Lang verhaal kort: vrijwel ieder punt in de samenvatting is een enorm eenzijdige, onjuiste en manipulatieve weergave van het origineel. Er is geen sprake van een plan om islamofobie te verbieden en er is geen sprake van een plan om moslims met misdrijven weg te laten komen. PACE uit haar bezorgdheid (en veel meer dan dat is het ook niet) over zowel islamisme en islamofobie die zich tegelijkertijd voordoen en allebei intolerant zijn.
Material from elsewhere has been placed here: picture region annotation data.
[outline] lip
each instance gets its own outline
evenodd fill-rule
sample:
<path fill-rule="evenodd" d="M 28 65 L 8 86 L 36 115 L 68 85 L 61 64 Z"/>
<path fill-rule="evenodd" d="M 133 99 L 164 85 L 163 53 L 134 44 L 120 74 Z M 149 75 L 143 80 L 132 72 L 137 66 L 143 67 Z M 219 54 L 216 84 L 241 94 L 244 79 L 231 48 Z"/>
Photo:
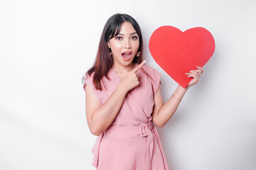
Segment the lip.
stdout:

Men roept de Europese overheden op om de burgerrechten van moslims en andere minderheden te beschermen. Men staat voor de vrijheid van godsdienst voor moslims, maar men vindt ook dat moslims islamisme moeten aanpakken. Zowel (radicaal) islamisme als islamofobie moeten volgens PACE aangepakt worden. Daarmee is deze resolutie een typisch voorbeeld van de scheiding goede en slechte moslims zoals die in beleidskringen gebruikelijk is en die zich inderdaad onderscheid van wat radicaal-rechts te melden heeft over islam, maar die in feite nog steeds islamofoob is. Maar in ieder geval is er geen sprake van dat moslims met dit document een status aparte krijgen. Het is een erkenning van de lange aanwezigheid van moslims in Europa en een pleidooi voor gelijkwaardigheid en vrijheid. Dat pleidooi voor gelijkwaardigheid en vrijheid van moslims neerzetten als een probleem omdat het zou bijdragen aan omvolking en islamisering, is een klassiek racistisch fenomeen.